Pétrole et immobilier US relancent les marchés

Le recul des prix du pétrole a redonné des couleurs aux marchés après une semaine fort chahutée. La perspective d'un règlement diplomatique à la crise entre Londres et Téhéran a donné une bouffée d'air aux actions européennes.

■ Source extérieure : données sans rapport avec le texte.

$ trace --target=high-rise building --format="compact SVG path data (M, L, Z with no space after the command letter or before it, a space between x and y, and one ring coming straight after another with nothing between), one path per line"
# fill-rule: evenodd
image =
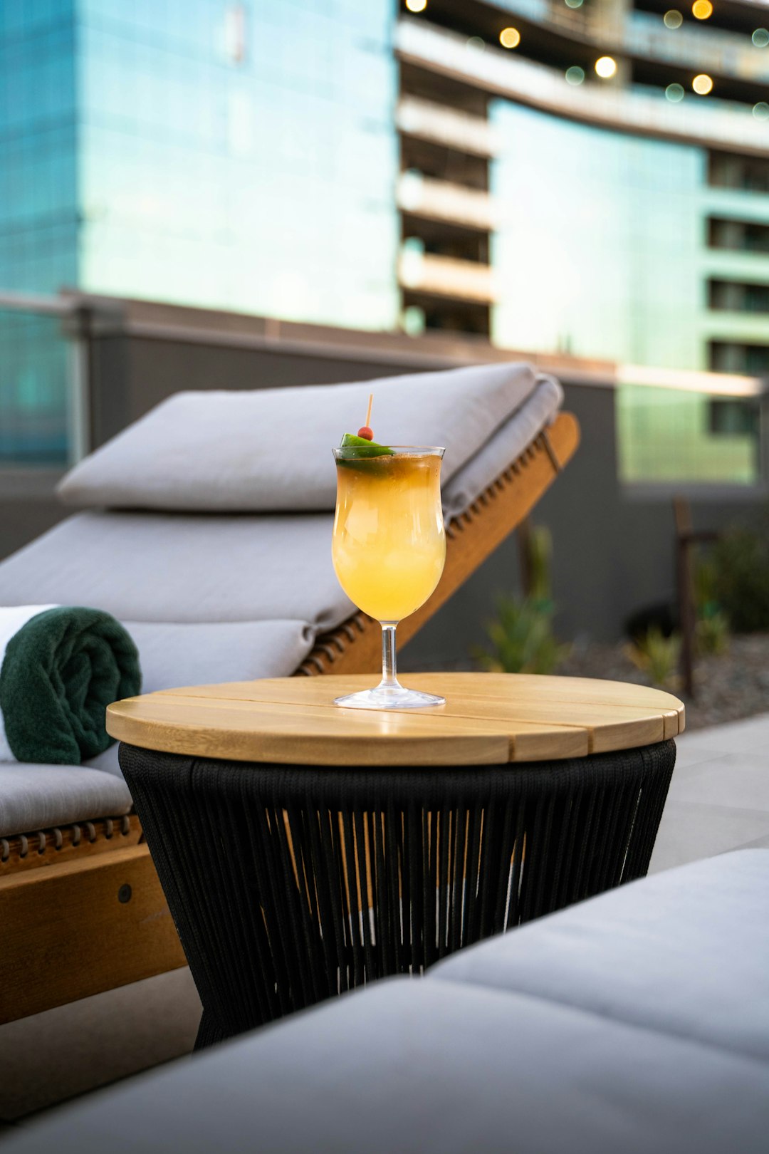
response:
M5 0L0 290L769 373L769 14L669 2ZM0 455L61 392L36 323ZM629 479L683 427L755 478L752 403L640 375Z

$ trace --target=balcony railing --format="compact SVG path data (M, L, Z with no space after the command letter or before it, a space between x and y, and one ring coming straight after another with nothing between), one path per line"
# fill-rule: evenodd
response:
M561 0L505 0L505 8L604 52L664 60L716 76L769 84L769 50L756 48L748 37L721 28L684 24L670 29L661 15L653 13L632 12L617 20L609 17L603 8L572 9ZM760 16L756 20L760 22Z
M431 220L446 220L483 232L490 232L496 226L495 204L489 193L446 180L432 180L419 172L401 173L397 201L402 212Z
M767 125L742 105L701 98L670 104L659 95L567 84L560 72L514 58L502 50L480 51L467 38L422 21L401 20L395 47L402 60L466 84L603 128L701 144L704 148L769 156Z
M395 125L405 136L416 136L472 156L492 157L499 143L495 128L481 117L445 108L415 96L400 99Z
M497 300L496 278L488 264L458 261L404 249L398 262L398 278L404 288L492 305Z

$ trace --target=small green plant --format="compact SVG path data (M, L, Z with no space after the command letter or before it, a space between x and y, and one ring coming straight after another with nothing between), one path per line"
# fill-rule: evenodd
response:
M695 627L698 653L721 657L729 649L729 617L719 609L700 617Z
M485 669L497 673L552 673L566 658L552 631L555 607L534 597L500 597L497 617L485 625L491 650L477 650Z
M769 630L769 525L734 527L713 549L716 600L738 634Z
M713 556L696 559L694 565L695 642L698 653L719 657L729 649L730 621L718 604L718 570Z
M679 634L665 637L656 625L643 637L625 647L633 665L646 673L653 685L674 688L677 684L678 661L681 654Z

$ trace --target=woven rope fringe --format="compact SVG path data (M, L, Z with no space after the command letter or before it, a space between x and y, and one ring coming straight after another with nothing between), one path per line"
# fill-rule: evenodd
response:
M121 747L198 1046L641 877L674 757L348 770Z

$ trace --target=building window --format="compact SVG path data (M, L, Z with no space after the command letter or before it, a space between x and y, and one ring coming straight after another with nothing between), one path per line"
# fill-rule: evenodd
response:
M769 225L752 220L730 220L710 217L708 220L710 248L729 248L741 253L769 253Z
M769 313L769 284L709 280L708 305L727 313Z

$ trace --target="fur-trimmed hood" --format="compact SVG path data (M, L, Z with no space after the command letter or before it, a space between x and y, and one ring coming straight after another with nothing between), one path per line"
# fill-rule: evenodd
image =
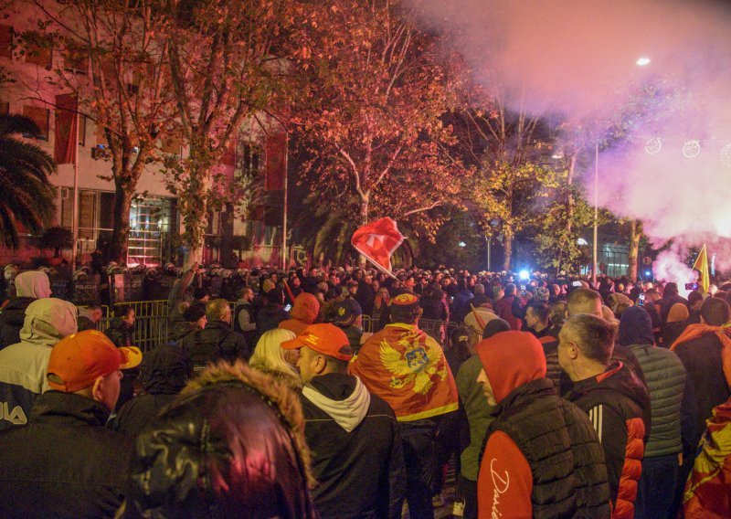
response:
M242 361L188 382L137 437L131 475L138 512L316 516L299 396Z
M189 395L194 391L220 382L239 380L255 388L268 399L277 405L282 418L292 431L295 446L304 461L304 469L310 486L316 483L310 470L310 450L304 440L304 417L299 396L283 381L276 380L247 365L242 361L235 365L220 362L204 369L200 375L187 383L181 395Z

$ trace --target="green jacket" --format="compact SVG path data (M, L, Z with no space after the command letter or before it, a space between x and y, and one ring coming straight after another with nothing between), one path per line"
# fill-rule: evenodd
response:
M457 374L457 392L460 394L460 403L467 414L467 421L470 423L470 445L462 450L461 456L461 474L463 478L470 481L477 481L477 473L480 471L479 458L480 450L482 448L482 440L485 438L487 428L494 419L490 413L493 412L492 406L487 405L487 399L482 393L482 387L477 383L477 376L482 369L482 363L475 355L466 360L460 372Z

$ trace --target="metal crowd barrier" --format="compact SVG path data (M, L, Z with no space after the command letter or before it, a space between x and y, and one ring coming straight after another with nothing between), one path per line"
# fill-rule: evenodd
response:
M378 319L370 315L363 316L363 331L373 334L377 332ZM450 346L450 334L457 328L456 323L432 319L419 319L418 327L429 336L437 340L445 349Z

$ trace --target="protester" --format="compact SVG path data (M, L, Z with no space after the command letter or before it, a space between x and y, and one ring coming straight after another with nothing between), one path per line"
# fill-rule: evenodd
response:
M50 390L36 400L27 425L0 433L0 516L114 515L127 493L132 444L104 424L120 370L141 360L136 348L116 348L95 330L53 347Z
M260 293L260 296L262 304L257 312L257 332L263 334L275 329L280 323L289 319L290 315L284 310L282 302L284 296L281 290L273 288L268 292Z
M538 340L503 332L476 346L494 419L477 480L480 517L607 517L601 446L587 416L556 395Z
M676 302L688 304L688 301L678 294L678 283L669 282L662 289L662 298L657 302L657 305L660 307L660 319L663 324L668 321L670 309Z
M171 264L172 265L172 264ZM175 265L173 265L175 271ZM198 271L198 263L194 263L190 269L180 276L175 282L173 283L173 288L170 290L170 294L167 298L168 315L170 323L173 323L176 316L180 313L177 312L177 307L181 302L193 302L193 295L190 293L190 284Z
M45 274L44 274L45 275ZM20 342L0 350L0 430L27 422L33 404L48 388L46 368L53 345L77 331L76 307L56 298L26 309Z
M283 382L287 387L296 391L302 389L302 384L300 373L295 367L298 355L295 354L291 359L287 358L290 353L281 347L285 341L296 337L294 332L276 328L261 335L254 348L249 365L257 371L268 375Z
M114 319L111 320L104 334L117 347L134 345L134 308L129 304L119 304L114 307ZM117 400L118 408L134 397L134 381L139 374L138 369L132 369L122 379L120 397Z
M303 428L285 386L207 368L138 437L129 516L316 518Z
M104 312L98 304L90 304L84 309L79 309L77 328L79 332L84 332L86 330L96 330L97 323L101 321L103 316Z
M114 307L114 318L104 332L115 346L131 346L133 344L134 308L129 304L119 304Z
M558 363L574 383L567 398L588 415L604 449L612 517L632 517L650 431L647 388L621 362L611 363L614 329L603 319L570 317L558 340Z
M474 346L482 339L485 325L499 318L493 312L493 303L484 294L475 296L467 304L471 306L464 316L464 325L470 330L470 344Z
M686 519L731 517L731 400L714 408L707 424L684 489Z
M350 372L396 413L401 424L409 514L429 519L434 516L431 496L440 482L434 451L438 421L457 410L458 396L441 346L418 329L418 314L417 296L396 296L392 323L366 341Z
M520 318L514 315L513 306L514 300L517 300L515 302L520 307L524 306L525 302L522 297L515 294L516 290L517 288L514 283L508 283L505 285L505 295L495 302L495 313L497 313L498 317L501 319L504 319L508 322L511 330L520 331L521 326L523 326L523 322Z
M175 344L144 354L140 365L143 393L125 403L114 418L114 430L136 438L160 410L175 399L193 376L193 366Z
M697 440L691 406L683 406L685 368L678 356L654 345L652 320L641 306L629 308L620 323L620 344L637 356L652 409L650 439L642 459L635 517L667 517L678 480L684 441ZM684 413L684 416L683 414ZM683 430L682 424L688 424Z
M320 313L320 302L311 293L302 292L294 299L294 306L290 312L290 319L281 321L278 328L293 332L295 335L313 324Z
M510 324L498 317L487 323L482 332L482 338L487 339L508 330ZM477 517L478 460L487 429L493 421L493 407L488 405L482 393L482 387L477 382L477 376L482 370L482 363L480 357L473 355L462 363L455 377L460 404L466 416L469 431L460 455L460 473L457 477L458 497L455 499L454 515L458 515L456 512L461 512L465 519Z
M333 324L343 330L353 354L357 355L363 339L363 311L360 304L354 299L343 300L334 306L334 313Z
M231 329L231 307L224 299L214 299L206 305L206 327L191 332L178 344L188 362L199 371L209 363L219 360L248 360L251 351L241 334Z
M299 278L295 278L299 281ZM300 292L302 293L302 289ZM257 331L257 312L254 307L254 291L249 287L241 289L233 313L234 330L243 334L248 344L256 344L259 340Z
M16 297L10 299L0 313L0 350L20 342L20 329L26 320L26 309L37 299L51 296L50 281L46 272L31 270L16 276Z
M300 350L304 434L320 516L400 517L406 474L398 423L385 401L348 375L348 337L333 324L313 324L282 347Z
M525 307L525 323L528 331L538 339L544 337L547 341L555 341L551 334L550 309L545 302L531 302Z

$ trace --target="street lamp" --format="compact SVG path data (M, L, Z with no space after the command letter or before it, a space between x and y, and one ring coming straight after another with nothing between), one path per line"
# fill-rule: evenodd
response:
M591 264L591 282L597 284L597 234L599 220L599 142L594 143L594 245Z

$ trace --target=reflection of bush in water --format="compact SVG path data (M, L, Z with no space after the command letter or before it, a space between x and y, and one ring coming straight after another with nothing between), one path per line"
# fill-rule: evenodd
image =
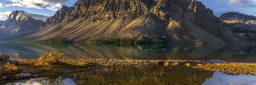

(l'echo) Les cours du pétrole ont poursuivi hier leur repli, cédant 1,47% à 67,55 dollars le baril de Brent londonien, (18 h) sur l'espoir d'une issue diplomatique dans l'affaire des quinze soldats britanniques détenus par l'Iran depuis le 23 mars. «Les investisseurs estiment que le risque d'une rupture d'approvisionnement en provenance du Proche-Orient est en train de diminuer», commente Phil Flynn, analyste chez Alaron Trading.

Sommet pétrolier à Paris

L'élite de l'industrie pétrolière mondiale participe jeudi à Paris à un sommet aux airs de «mini-Opep», où plusieurs représentants du cartel pourraient tenter de rassurer le marché, alors que la crise des otages britanniques en Iran fait de nouveau flamber les prix du brut.Cette réunion était prévue de longue date mais tombe à un moment particulièrement délicat en raison des tensions entre la Grande-Bretagne et l'Iran, qui détient toujours quinze marins britanniques et défie la communauté internationale avec son programme nucléaire. Ces tensions ont fait bondir les cours de l'or noir. Alors qu'ils oscillaient depuis le début de l'année entre 50 et 60 dollars le baril, ils ont atteint un plus haut depuis sept mois à Londres dans la nuit de lundi à mardi à 69,58 dollars. Mardi, ils se repliaient légèrement à Londres. Dans ce contexte, «Il est raisonnable d'attendre de ces dirigeants de l'Opep des propos réaffirmant leur volonté de continuer à assurer la stabilité des approvisionnements pétroliers en termes de volume» et de niveau de prix, a estimé un des organisateurs de ce sommet.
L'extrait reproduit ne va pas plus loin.